Souvenirs of War è invece la seconda tappa del nostro percorso. Il documentario del regista tedesco Georg Zeller racconta il fenomeno del Dark Tourism in Bosnia, dove i vecchi teatri di guerra del conflitto degli anni Novanta sono diventati attrazioni turistiche. Alla massimizzazione del profitto cercata attraverso la spettacolarizzazione della guerra con turisti invitati a giochi di combattimento lungo l’ex linea del fronte, un’altra fetta della popolazione risponde con il tentativo di sviluppare una memoria collettiva. Così, alcuni ex veterani e figli di vittime della guerra cercano di trarre il meglio dalla loro pesante eredità traumatica. Srebrenica e l’assedio di Sarajevo vengono raccontati con le lacrime agli occhi, a denti stretti. Lo shock post traumatico della guerra in Jugoslavia è un dramma che colpisce trasversalmente generazioni di uomini e donne bosniaci ancora oggi, trent’anni dopo la fine del conflitto. La riflessione sul valore della memoria, collegata al fenomeno del Dark Tourism, ricorda per certi versi quella fatta Sergei Loznitsa nel suo Austerlitz, dove il turismo si esauriva in azioni meccaniche e compulsive, uccidendo il senso ultimo di un percorso introspettivo all’interno del campo di concentramento e del museo di Sachsenhausen. A qualche anno di distanza, Zeller racconta come la memoria possa offuscarsi anche in chi avrebbe il compito di custodirla e conservarla, trasmettendola “a chi non c’era”. Il cinema, anche in questo caso, cerca di spingere ad una riflessione condivisa, richiamando ad una responsabilità, tanto personale quanto collettiva.

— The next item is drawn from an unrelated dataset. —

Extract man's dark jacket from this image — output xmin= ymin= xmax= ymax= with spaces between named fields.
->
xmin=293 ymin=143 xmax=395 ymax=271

Il punto di arrivo del nostro viaggio tra le pieghe del concorso altoatesino è, infine,  Südsee, terza opera della regista tedesca Henrika Kull. In questo caso ci troviamo sì in un film di finzione ma la contingenza con l’attualità è ancora più forte di quella dei documentari appena trattati. Il film ci racconta tre giorni della vita di Anne e Nuri, due giovani che si conoscono solo grazie a un amico comune. I due si recano spontaneamente insieme a casa dei genitori di Nuri, sulle montagne tra Tel Aviv e Gerusalemme. Entrambi hanno studiato in Germania, lei è tedesca, lui vorrebbe prendersi la cittadinanza e scappare da “quell’inferno” che è Israele. Sullo sfondo, incombe il conflitto (che non ha coordinate storiche precise) tra l’esercito israeliano e Hamas e i due, al sicuro da guerra e sofferenza, trascorrono due giorni intimi in una piscina sotto la cupola di ferro. Mattina e sera passano nell’anonimato più totale. Citazioni colte, qualche birra, un paio di canne e qualche discorso sulle proprie tormentate relazioni amorose. Fuori dal centro dell’inquadratura si percepiscono dei bombardamenti. La morte vicina geograficamente ma lontano dallo sguardo (anche qui verrebbe da pensare ad un’altra opera ben più rinomata che ha fatto discutere da questo punto di vista), eppure la villetta sulle montagne di Gerusalemme diventa un luogo asfissiante, in cui la paura della morte e il senso di inadeguatezza nei confronti della vita raggiungono inaspettatamente i protagonisti del racconto. L’esistenza del popolo palestinese viene menzionata con indifferenza, la pace non è contemplata. Può esistere solo e unicamente una costante e infinita tensione, che è anche quella sessuale totalmente inespressa durante il soggiorno dai due non-amanti. E mentre ad esplodere è il dramma della guerra, Anne e Nuri rimangono bloccati nella loro solitudine interiore.